“Oh, yes, but I didn’t know he lived anywhere. I thought he just roamed round. Mr. Wiley used to mention hell when he was alive. He was always telling folks to go there. I thought it was some place over in New Brunswick where he come from.”

“Hell is an awful place,” said Faith, with the dramatic enjoyment that is born of telling dreadful things. “Bad people go there when they die and burn in fire for ever and ever and ever.”

“Who told you that?” demanded Mary incredulously.

“It’s in the Bible. And Mr. Isaac Crothers at Maywater told us, too, in Sunday School. He was an elder and a pillar in the church and knew all about it. But you needn’t worry. If you’re good you’ll go to heaven and if you’re bad I guess you’d rather go to hell.”

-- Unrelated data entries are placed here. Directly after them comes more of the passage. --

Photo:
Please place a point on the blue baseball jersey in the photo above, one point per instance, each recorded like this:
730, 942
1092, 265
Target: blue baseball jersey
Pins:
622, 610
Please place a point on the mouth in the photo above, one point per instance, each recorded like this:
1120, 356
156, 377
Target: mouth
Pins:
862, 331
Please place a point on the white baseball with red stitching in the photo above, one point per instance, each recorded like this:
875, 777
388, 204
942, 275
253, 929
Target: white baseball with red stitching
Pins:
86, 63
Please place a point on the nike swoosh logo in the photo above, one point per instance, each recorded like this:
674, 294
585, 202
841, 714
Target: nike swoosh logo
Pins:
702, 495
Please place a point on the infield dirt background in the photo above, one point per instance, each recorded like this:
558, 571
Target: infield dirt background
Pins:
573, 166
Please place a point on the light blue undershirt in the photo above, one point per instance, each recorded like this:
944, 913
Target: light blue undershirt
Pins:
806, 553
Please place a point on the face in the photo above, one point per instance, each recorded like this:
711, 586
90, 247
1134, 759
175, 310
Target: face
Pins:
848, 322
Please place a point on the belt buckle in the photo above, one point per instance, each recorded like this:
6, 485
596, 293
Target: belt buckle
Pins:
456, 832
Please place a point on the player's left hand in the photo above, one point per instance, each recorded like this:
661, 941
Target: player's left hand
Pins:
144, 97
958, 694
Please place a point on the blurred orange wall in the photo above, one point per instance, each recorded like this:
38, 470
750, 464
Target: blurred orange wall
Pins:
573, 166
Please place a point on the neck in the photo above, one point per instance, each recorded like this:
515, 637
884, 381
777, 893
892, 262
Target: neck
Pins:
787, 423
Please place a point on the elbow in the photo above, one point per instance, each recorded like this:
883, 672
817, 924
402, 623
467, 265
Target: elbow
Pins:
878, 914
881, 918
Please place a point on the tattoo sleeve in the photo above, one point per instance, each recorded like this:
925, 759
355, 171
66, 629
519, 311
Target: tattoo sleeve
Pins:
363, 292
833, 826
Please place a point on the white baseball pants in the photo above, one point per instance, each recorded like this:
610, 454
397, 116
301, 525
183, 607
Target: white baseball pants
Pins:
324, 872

“I wouldn’t,” said Mary positively. “No matter how bad I was I wouldn’t want to be burned and burned. I know what it’s like. I picked up a red hot poker once by accident. What must you do to be good?”

“You must go to church and Sunday School and read your Bible and pray every night and give to missions,” said Una.

“It sounds like a large order,” said Mary. “Anything else?”

“You must ask God to forgive the sins you’ve committed.

“But I’ve never com—committed any,” said Mary. “What’s a sin any way?”

“Oh, Mary, you must have. Everybody does. Did you never tell a lie?”